Ainda na resposta ao TSE, o Ministério da Defesa diz que, “devido à atual inexistência de relatório, não procede a informação de que ocorreu entrega do suposto documento a qualquer candidato”.

É a Defesa voltando a recorrer a jogos de palavras para dissimular seus jogos de guerra contra as urnas eletrônicas, apenas horas após a pasta espalhar que não entregaria resultado da auditoria ao TSE porque não fizera auditoria alguma, apenas “fiscalização”. Afinal, quem precisa produzir e timbrar um relatório para conspirar com Bolsonaro a portas fechadas, fora da agenda, contra o que restou da Democracia brasileira?

Tentando acabar com a festa

Por falar em conspiração, o Plano de Trabalho da EFASEV prevê que a etapa 8 vai até o dia 5 de janeiro de 2023. Portanto, as Forças Armadas/Ministério da Defesa não prometeram ao TSE o relatório final, único, da sua auditoria ou fiscalização do sistema eletrônico de votação para até 30 dias após o segundo turno, como quase a totalidade dos veículos de imprensa vem noticiando nas últimas horas, mas sim para até fevereiro do ano que vem.

Para quem se lembra da última, digamos, “perícia” de grande expressão levada a cabo pelas Forças Armadas brasileiras, a terminologia da etapa 8 – “coleta e análise de artefatos relacionados às urnas” – pode causar um certo desconforto. Deve.

A cada dia que passa fica mais claro que, a depender do resultado do segundo turno, os militares em algum momento vão produzir um relatório não de auditoria, nem de fiscalização das urnas, mas de algo mais parecido, isto sim, com o inquérito policial militar de 1981 sobre a bomba no Riocentro.

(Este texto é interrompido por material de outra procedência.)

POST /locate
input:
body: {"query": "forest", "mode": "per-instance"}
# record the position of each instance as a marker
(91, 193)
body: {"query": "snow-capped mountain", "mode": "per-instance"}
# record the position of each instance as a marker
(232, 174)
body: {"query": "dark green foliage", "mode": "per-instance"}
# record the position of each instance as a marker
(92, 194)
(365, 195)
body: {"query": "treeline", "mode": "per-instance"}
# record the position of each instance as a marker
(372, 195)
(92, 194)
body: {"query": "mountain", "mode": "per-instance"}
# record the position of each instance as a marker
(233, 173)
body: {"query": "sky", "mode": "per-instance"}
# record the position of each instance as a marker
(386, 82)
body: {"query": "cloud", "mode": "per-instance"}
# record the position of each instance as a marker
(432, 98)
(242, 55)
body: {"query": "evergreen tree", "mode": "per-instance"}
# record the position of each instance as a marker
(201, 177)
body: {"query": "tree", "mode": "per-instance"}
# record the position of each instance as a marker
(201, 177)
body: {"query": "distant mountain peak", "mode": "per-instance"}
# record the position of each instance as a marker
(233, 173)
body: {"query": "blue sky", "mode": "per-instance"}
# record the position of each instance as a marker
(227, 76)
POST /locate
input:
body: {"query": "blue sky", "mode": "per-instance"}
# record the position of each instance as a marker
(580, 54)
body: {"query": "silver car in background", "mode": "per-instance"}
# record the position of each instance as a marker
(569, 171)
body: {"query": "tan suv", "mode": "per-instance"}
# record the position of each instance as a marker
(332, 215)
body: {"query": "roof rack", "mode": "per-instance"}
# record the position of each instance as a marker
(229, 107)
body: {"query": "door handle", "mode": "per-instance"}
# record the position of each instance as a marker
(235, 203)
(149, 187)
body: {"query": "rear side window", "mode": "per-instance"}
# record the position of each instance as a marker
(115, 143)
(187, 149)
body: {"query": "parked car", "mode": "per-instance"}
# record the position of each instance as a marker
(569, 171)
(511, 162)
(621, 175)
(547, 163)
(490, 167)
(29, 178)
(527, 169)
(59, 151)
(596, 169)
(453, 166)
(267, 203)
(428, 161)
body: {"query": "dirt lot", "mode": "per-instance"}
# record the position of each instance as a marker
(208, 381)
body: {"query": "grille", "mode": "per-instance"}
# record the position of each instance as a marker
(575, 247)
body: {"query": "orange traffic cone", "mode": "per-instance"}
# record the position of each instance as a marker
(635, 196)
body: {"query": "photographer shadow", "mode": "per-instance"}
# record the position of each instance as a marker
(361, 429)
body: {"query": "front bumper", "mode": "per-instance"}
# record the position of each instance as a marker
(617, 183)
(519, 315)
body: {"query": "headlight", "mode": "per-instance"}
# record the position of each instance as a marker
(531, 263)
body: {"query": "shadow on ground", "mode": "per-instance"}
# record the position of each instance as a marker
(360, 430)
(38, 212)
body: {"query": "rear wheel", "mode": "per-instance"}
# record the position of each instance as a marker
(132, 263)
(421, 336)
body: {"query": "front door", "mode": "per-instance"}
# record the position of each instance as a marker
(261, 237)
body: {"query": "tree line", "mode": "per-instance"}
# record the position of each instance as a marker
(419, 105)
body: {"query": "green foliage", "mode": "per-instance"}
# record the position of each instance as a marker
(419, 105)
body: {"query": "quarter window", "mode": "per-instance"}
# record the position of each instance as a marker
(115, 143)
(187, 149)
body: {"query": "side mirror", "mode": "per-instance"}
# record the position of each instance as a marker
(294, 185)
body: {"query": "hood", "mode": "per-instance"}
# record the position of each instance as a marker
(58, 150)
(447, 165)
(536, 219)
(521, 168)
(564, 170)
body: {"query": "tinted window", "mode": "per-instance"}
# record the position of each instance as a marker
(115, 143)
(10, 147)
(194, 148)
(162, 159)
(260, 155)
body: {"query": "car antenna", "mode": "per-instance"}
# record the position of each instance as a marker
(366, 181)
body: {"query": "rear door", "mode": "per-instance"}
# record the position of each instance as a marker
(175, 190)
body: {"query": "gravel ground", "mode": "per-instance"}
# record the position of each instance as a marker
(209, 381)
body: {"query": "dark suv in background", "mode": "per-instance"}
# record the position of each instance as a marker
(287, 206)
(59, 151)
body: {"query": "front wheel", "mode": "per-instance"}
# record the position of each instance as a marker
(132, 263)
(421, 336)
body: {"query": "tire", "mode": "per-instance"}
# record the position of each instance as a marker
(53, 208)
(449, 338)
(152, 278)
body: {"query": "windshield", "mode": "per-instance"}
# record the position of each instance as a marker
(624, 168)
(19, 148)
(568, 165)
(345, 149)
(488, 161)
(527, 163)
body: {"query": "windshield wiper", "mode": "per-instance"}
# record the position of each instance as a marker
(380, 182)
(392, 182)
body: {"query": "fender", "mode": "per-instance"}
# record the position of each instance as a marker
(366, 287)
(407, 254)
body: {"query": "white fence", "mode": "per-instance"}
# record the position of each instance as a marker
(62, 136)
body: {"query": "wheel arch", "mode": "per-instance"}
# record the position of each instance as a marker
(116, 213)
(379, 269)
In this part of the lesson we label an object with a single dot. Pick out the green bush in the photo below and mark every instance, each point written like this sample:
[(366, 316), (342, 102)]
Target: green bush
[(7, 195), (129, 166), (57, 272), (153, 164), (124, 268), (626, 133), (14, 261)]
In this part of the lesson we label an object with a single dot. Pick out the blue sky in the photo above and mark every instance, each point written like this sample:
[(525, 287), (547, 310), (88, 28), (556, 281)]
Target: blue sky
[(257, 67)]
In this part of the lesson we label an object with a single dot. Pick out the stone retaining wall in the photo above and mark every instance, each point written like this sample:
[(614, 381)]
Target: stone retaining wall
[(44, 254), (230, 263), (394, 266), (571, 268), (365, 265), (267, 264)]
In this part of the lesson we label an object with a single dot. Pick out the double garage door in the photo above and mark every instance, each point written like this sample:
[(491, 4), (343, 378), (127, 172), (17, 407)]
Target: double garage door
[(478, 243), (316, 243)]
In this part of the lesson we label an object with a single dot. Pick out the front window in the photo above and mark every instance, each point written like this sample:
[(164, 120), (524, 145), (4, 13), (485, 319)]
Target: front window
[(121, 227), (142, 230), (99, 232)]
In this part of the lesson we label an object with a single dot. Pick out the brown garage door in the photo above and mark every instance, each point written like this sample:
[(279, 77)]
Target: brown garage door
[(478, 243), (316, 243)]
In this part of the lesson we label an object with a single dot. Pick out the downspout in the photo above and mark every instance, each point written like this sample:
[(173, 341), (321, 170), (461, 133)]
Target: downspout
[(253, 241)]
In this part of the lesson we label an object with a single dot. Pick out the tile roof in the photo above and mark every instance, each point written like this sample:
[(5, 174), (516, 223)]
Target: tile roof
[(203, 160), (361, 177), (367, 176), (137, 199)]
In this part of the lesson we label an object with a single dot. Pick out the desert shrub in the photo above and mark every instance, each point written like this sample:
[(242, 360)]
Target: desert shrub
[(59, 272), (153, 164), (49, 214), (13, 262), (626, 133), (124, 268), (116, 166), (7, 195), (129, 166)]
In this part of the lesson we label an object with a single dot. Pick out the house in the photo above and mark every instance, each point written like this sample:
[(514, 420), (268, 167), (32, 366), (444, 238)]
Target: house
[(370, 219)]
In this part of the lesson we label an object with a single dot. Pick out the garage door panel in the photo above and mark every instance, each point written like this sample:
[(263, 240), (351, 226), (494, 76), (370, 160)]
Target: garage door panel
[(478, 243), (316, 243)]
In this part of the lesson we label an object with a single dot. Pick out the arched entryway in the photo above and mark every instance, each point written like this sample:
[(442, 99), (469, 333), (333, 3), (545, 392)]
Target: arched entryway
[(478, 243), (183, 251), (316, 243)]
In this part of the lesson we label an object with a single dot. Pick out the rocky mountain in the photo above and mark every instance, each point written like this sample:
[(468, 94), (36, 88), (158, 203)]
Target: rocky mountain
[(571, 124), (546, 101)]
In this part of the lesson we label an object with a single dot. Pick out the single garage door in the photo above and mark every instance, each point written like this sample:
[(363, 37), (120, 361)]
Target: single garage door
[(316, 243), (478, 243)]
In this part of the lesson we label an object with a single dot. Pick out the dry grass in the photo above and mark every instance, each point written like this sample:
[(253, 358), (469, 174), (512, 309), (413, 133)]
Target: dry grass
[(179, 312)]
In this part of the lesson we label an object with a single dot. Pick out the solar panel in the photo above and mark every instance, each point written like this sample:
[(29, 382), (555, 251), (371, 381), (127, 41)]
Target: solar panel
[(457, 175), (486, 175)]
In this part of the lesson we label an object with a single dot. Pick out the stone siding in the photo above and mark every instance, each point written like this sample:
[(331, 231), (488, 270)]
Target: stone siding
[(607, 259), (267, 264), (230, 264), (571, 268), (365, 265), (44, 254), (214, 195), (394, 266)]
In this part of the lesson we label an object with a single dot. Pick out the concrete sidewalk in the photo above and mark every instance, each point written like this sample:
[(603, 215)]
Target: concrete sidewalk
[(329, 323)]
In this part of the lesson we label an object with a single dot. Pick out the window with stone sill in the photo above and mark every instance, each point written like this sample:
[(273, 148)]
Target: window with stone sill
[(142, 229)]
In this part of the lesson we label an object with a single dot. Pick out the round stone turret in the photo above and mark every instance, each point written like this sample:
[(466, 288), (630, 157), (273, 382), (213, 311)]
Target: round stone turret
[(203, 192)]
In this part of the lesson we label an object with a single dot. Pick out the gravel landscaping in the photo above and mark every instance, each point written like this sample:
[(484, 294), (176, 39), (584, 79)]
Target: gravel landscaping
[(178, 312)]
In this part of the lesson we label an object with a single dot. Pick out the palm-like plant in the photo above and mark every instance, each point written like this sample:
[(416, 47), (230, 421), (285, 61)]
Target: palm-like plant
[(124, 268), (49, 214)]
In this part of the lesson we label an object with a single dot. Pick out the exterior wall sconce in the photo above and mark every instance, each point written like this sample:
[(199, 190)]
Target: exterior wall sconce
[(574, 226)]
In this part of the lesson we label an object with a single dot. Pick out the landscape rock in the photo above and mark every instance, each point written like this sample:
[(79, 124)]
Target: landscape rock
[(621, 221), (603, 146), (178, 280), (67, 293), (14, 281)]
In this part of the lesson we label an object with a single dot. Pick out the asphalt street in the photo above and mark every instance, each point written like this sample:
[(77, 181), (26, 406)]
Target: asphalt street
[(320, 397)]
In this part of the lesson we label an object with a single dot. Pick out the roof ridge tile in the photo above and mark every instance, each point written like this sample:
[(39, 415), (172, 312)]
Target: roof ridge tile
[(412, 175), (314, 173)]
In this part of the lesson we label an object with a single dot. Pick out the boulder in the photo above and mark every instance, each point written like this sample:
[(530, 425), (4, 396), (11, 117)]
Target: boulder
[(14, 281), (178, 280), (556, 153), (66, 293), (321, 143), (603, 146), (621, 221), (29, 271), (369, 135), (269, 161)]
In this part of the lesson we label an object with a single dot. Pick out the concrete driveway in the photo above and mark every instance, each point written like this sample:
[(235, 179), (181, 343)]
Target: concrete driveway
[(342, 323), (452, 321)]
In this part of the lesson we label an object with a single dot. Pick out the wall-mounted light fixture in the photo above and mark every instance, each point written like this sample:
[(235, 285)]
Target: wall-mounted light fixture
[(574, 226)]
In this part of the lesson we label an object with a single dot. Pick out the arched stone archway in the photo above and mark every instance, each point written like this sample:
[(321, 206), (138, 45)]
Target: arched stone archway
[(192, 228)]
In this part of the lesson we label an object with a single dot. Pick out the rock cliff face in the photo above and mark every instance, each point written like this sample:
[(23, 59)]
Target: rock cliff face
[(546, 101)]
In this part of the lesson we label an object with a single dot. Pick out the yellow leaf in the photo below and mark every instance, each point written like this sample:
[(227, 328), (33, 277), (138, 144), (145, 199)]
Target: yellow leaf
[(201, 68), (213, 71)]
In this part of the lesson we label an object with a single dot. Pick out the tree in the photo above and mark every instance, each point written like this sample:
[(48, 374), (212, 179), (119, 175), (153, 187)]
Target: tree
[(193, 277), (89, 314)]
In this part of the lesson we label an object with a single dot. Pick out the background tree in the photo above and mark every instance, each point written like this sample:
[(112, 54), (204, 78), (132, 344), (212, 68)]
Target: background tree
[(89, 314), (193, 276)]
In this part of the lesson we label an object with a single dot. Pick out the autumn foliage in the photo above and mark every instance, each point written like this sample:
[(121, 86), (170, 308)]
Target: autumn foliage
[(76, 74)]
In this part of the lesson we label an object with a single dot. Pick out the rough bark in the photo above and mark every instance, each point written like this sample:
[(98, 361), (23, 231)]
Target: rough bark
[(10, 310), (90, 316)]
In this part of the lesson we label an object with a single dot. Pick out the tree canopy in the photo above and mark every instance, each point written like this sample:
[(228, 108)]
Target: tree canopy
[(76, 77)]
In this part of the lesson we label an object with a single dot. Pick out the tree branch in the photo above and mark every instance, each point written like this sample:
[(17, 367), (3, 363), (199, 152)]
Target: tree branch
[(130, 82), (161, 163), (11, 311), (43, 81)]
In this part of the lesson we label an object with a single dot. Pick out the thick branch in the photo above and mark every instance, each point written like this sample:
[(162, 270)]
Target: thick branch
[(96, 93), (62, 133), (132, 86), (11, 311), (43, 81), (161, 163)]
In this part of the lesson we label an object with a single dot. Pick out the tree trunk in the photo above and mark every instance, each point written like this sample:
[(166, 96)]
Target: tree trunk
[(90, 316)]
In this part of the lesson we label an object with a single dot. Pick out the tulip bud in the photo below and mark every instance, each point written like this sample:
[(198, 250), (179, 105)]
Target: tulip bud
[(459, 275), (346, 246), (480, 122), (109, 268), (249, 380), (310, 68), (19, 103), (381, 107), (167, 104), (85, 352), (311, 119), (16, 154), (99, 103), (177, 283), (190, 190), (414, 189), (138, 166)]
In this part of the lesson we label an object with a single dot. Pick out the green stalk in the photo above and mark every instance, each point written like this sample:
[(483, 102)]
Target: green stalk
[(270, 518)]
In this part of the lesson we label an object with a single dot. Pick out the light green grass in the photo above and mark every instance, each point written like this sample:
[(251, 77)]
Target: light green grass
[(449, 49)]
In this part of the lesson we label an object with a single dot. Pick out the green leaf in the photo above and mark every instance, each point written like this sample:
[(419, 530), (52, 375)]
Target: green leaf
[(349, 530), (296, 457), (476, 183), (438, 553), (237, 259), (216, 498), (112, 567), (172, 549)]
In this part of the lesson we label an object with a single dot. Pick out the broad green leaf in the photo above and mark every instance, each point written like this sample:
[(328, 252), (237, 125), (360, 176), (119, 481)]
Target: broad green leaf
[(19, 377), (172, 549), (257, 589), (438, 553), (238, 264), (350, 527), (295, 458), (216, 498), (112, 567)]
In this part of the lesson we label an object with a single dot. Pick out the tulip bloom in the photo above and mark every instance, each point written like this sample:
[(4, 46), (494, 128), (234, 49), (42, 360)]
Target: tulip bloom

Ou seja, uma fraude. Uma fraude na manga da farda, para tentar acabar com a festa, no caso de Lula vencer, se Lula conseguir vencer, e se Lula vencer por pouco.

É como disse Gonzaguinha à platéia do show do Dia do Trabalhador de 1981 no Riocentro, sobre as bombas que tinham acabado de estourar no lado de fora, uma delas no colo do sargento do Exército Guilherme Pereira do Rosário: uma tentativa de “acabar com a realização dessa festa que foi – e Lulinha pronuncia pausadamente, com ênfase, a última palavra – conseguida”.